Word Count / Video Length: 248 / 8:45 mins
Sometimes all it takes for us to feel a little bit better is to step outside and get some fresh air. Numerous studies have shown that stepping out into nature can relax and refresh us, as well as having positive impacts on our health. Knowing all those benefits, what if we could bring nature indoors?
This concept is known as biophilia and it sees architects looking to nature for inspiration.
Phillip Roös, an expert in environmental design and architecture at Deakin University says that human beings are “intrinsically connected and linked to visible and non-visible geometric forms and patterns in nature”.
“Biophilia is our human desire to be part of nature,” he says.
“Sometimes I refer it to sensory architecture because we have to include all our human senses to experience a place – particularly a place that has soul.”

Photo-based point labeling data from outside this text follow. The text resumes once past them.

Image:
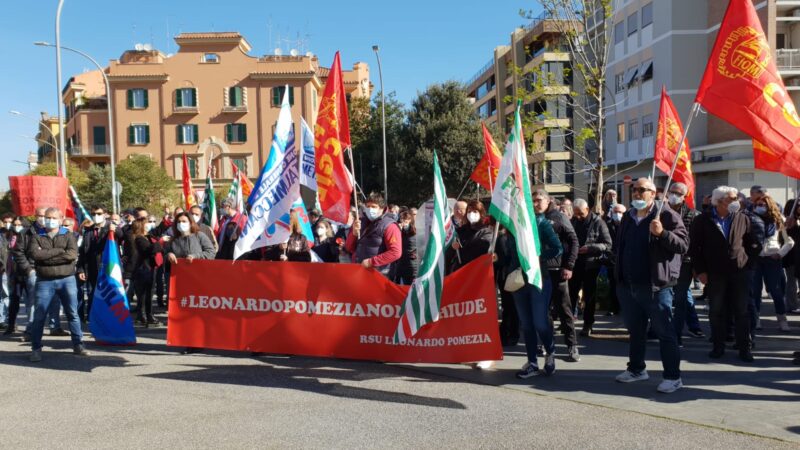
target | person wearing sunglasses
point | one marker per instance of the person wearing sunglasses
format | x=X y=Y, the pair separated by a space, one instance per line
x=652 y=239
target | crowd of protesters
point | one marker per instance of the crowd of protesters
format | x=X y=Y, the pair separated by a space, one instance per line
x=648 y=257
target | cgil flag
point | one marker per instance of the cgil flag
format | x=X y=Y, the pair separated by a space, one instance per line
x=277 y=189
x=110 y=320
x=424 y=298
x=331 y=138
x=741 y=85
x=188 y=192
x=485 y=172
x=512 y=204
x=670 y=131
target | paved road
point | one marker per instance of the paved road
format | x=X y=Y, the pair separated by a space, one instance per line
x=149 y=395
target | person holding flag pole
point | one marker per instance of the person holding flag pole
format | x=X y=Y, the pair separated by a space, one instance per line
x=530 y=237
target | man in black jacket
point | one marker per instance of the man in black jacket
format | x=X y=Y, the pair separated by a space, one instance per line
x=55 y=254
x=560 y=269
x=651 y=241
x=593 y=241
x=722 y=250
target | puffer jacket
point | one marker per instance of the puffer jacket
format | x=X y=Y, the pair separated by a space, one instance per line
x=55 y=257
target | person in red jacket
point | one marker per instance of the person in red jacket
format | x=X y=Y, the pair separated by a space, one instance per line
x=375 y=239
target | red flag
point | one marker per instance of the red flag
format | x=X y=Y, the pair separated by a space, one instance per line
x=489 y=164
x=670 y=131
x=188 y=192
x=331 y=137
x=742 y=85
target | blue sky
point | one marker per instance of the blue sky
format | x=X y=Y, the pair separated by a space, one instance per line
x=422 y=42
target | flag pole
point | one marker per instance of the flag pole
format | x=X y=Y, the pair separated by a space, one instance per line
x=692 y=114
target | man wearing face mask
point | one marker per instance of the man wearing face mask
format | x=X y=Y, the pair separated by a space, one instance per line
x=27 y=265
x=685 y=313
x=723 y=249
x=55 y=254
x=593 y=241
x=375 y=240
x=648 y=265
x=231 y=226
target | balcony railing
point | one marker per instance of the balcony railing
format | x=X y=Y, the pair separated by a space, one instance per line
x=788 y=59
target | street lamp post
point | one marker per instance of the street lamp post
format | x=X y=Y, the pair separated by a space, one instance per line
x=110 y=106
x=383 y=126
x=44 y=125
x=58 y=91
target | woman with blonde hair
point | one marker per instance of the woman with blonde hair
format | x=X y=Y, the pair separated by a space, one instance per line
x=768 y=270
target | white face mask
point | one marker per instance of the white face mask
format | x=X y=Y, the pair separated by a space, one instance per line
x=184 y=227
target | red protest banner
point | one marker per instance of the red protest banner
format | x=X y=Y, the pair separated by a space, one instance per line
x=329 y=310
x=31 y=192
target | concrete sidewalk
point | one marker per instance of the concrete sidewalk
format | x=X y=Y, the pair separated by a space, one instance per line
x=762 y=398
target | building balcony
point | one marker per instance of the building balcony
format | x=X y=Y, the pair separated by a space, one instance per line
x=185 y=110
x=234 y=109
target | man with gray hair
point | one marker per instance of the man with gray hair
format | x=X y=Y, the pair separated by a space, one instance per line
x=55 y=254
x=723 y=248
x=685 y=313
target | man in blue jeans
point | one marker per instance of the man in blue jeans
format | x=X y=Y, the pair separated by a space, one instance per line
x=648 y=265
x=55 y=254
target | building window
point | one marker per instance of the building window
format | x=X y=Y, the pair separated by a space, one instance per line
x=647 y=71
x=137 y=98
x=619 y=32
x=633 y=129
x=647 y=14
x=235 y=97
x=647 y=125
x=241 y=164
x=187 y=134
x=619 y=82
x=236 y=133
x=277 y=95
x=139 y=134
x=186 y=98
x=632 y=24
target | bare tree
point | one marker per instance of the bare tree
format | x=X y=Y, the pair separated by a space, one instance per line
x=580 y=29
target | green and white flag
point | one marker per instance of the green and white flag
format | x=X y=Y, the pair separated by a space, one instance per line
x=424 y=299
x=210 y=204
x=512 y=204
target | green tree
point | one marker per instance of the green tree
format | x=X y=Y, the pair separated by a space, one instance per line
x=441 y=118
x=145 y=184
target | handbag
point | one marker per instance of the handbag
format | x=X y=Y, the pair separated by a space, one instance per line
x=514 y=281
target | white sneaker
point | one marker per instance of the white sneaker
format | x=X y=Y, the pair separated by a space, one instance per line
x=670 y=386
x=485 y=365
x=630 y=377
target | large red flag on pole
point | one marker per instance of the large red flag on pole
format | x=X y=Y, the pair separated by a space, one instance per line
x=331 y=138
x=188 y=192
x=485 y=172
x=670 y=131
x=742 y=85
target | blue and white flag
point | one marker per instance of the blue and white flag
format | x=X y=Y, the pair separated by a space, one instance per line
x=110 y=319
x=278 y=186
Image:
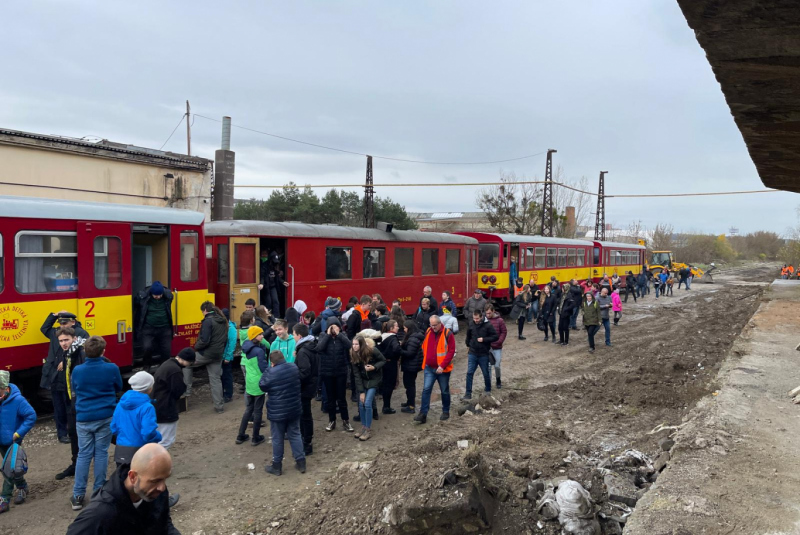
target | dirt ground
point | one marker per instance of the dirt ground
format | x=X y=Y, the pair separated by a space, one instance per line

However, biophilia isn’t just about adding some pot plants in the corner. Instead, it’s about taking cues from nature – like the curls of a wave, or the sound of flowing water – and adding them into our urban designs.
“If you’re in a forest, it’s not only that I see the tree and the soil, but I also hear things, I smell things, I feel things… There’s lot of avid connections that happen in that space. Can we bring that back into built form?”
“My research in this space is really striving to find that living structures in spaces.”